A 4.2 magnitude earthquake followed by a strong aftershock rattled Southern California early Wednesday morning, awaking thousands of people.
There were no reports of damage or injuries.
The quake struck at 2 a.m. and was centered offshore, 16 kilometers south of Malibu Beach and due west of Los Angeles, at a depth of 14 kilometers, according to the U.S. Geological Survey.
The quake was followed by a 3.5 magnitude aftershock at 2:03 a.m. and progressively weaker aftershocks at 2:22 a.m. and 2:38 a.m.
The temblor prompted the Los Angeles Fire Department to go into earthquake mode, which involved a rapid infrastructure survey of all major “areas of concern,” LAFD said.
“Your LAFD completed a strategic 470 square-mile survey of the City of Los Angeles following the 4.2M earthquake near Malibu.
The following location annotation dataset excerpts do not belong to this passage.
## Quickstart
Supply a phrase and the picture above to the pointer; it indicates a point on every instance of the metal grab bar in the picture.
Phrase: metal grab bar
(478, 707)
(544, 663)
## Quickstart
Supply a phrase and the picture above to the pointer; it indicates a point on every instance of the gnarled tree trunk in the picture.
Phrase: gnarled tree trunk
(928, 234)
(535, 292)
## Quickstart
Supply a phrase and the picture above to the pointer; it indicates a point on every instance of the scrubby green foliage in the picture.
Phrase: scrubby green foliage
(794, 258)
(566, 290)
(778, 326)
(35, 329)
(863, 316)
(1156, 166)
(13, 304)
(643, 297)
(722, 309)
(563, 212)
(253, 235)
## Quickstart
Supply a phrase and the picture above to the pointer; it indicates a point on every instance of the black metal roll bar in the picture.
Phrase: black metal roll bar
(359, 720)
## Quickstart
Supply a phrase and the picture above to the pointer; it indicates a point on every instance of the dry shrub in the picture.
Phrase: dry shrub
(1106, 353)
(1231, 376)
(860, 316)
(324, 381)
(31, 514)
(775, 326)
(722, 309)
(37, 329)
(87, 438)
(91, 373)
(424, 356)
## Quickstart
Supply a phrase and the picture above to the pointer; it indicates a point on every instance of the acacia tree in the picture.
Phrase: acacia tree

No damage or injuries were reported and normal operational mode has resumed,” LAFD announced at 2:45 a.m.
No tsunami warning was issued by the National Oceanic and Atmospheric Administration.
Wednesday’s quake was centered approximately 17 miles southwest of the magnitude 6.7 Northridge Earthquake of 1994 which killed 72 people and caused more than $20 billion in damage.
- CDC: How to stay safe during an earthquake
- USGS: How to prepare for an earthquake
- What to do after an earthquake
Hundreds of earthquakes are recorded in California each year. Most are extremely minor.
According to the California Department of Conservation, the strongest quake ever recorded in the Golden State measured magnitude 7.9 and struck Fort Tejon on Jan. 9, 1857.